Or, Good Problems are Still Problems
I figure one of the more useful things I can do on this blog as a writer with a first book recently out is to document some of the ups and downs of the process and try to make sense out of them for the folks coming up who will soon be where I am. This means talking about the good, the bad, and the terrifying. That said, I know that I'm very lucky to have gotten this far, and I'm frankly thrilled to have these issues to deal with.
Right now I have 1 book in print and 1 revised and forthcoming. I have 4 complete stand alone novels out with publishers, including 2 on my editor's desk at Ace. I have 2 proposals out. All of these are contemporary fantasy. I also have 1 complete contemporary YA fantasy book out that is intended as the first of a series of 4. It is a stand-alone, but has an attached proposal for 3 follow-ups. The novel I'm working on now is an alternate-WWII YA fantasy, very dark and the first of 3, though also a stand-alone. I'm hoping to have it finished along with proposals for the 2 follow-ups by the beginning of the year. And I have 2 trunk novels, 1 mostly rewritten to current standards and awaiting a final polish to go out the door.

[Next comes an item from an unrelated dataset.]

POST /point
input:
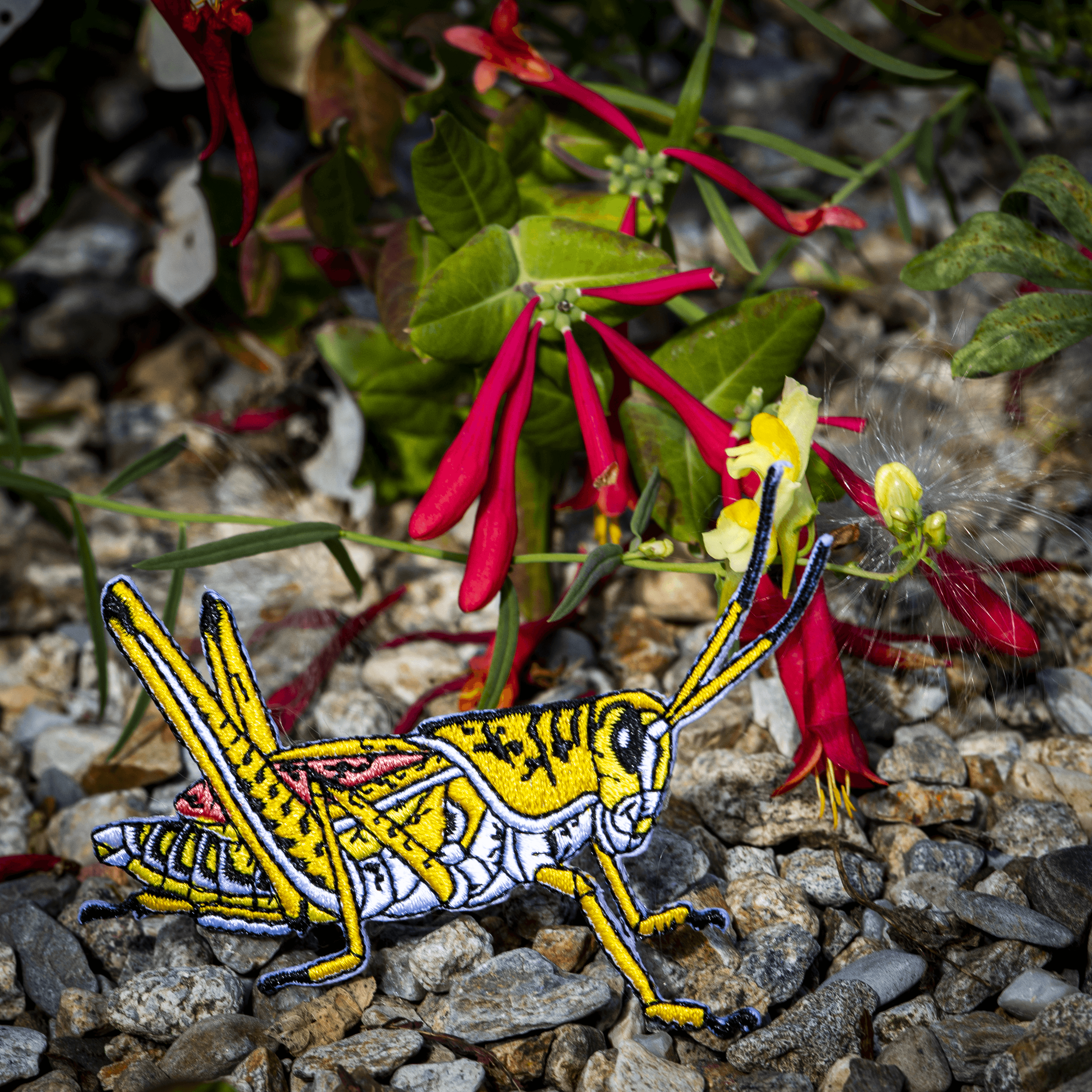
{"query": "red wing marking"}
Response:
(199, 802)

My biggest professional hope for all these books is that they will be picked up as soon as possible. It's also one of my biggest terrors. The hopeful side of the equation doesn't need much explanation, the reasons are pretty obvious to anyone who's writing with the intent to publish. The fear side is more interesting. Say, just for a moment that by massive coincidence and equally massive luck, the lot sold tomorrow. What would I do? Well, first I'd throw a serious blow-out party. Then. . .I'd panic.

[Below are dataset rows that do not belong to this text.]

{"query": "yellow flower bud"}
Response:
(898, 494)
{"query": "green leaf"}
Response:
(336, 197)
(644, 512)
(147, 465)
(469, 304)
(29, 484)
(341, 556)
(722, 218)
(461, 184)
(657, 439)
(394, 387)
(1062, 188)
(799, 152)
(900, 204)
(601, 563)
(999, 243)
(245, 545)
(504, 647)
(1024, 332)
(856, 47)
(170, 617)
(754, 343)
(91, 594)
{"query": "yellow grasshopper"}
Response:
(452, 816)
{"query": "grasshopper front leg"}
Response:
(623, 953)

Here's why: None of these books would be ready for print as is. That just doesn't happen. That means I'd have revisions of varying levels of significance to do for 7 novels with workloads varying from a minimum of a solid 50 hours up to as much as a 3 months per book. I would have to complete the current half-finished book, 1-3 months solid work (YAs are short). I would have 7 new books to complete that have not yet gone beyond the outline stage, anywhere from 2 1/2 to 4 years of writing. All together I would be committed to a minimum of 3 years of intense work and as much as 6 years. All of that without writing another short story or entertaining a single new idea.

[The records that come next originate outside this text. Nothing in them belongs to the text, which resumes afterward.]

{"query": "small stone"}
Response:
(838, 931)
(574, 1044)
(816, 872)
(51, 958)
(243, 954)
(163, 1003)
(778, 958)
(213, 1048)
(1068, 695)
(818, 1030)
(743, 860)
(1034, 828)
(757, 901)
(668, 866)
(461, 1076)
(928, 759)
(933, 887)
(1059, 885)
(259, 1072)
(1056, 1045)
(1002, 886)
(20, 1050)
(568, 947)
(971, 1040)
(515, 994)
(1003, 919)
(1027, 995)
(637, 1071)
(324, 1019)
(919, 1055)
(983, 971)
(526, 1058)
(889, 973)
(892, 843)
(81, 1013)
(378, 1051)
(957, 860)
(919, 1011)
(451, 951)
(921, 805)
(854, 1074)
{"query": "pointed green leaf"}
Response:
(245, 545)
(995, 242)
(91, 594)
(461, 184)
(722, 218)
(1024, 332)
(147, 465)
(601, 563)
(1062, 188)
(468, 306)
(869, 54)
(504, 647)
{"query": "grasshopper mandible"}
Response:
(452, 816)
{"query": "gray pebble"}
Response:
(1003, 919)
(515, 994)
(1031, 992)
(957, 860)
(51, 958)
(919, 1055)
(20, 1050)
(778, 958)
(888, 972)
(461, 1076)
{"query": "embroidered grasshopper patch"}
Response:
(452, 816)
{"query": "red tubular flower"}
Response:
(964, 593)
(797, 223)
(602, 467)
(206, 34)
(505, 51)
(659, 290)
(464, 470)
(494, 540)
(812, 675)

As I mentioned below, I've been at this for 16 years so far, so it's not the idea of committing to more years of writing that's scary, there's nothing I'd rather be doing. But this would all have deadlines attached, and it would pretty much lock me down on exactly what I was going to do. I would no longer be able to chase the next pretty shiny idea that came by to see where it goes. There is a freedom to being unpublished or underpublished that doesn't seem all that valuable until you see the possibility of it fading away. Dean Smith warned me about this a couple of years ago and, while I took the warning seriously and intellectually understood it, I'm only now coming to emotional grips with it. Does that mean I wouldn't leap at getting everything picked up tomorrow? Of course, not. It just means I have a different perspective on the idea than I would have had before I sold WebMage.
I have more to say on the subject, but it'll have to wait, as this is already too long. So, for the moment, I'll end with a question.
If you knew that soon, and for years to come, you might no longer have choices about what to write, what would you want to write before that happened?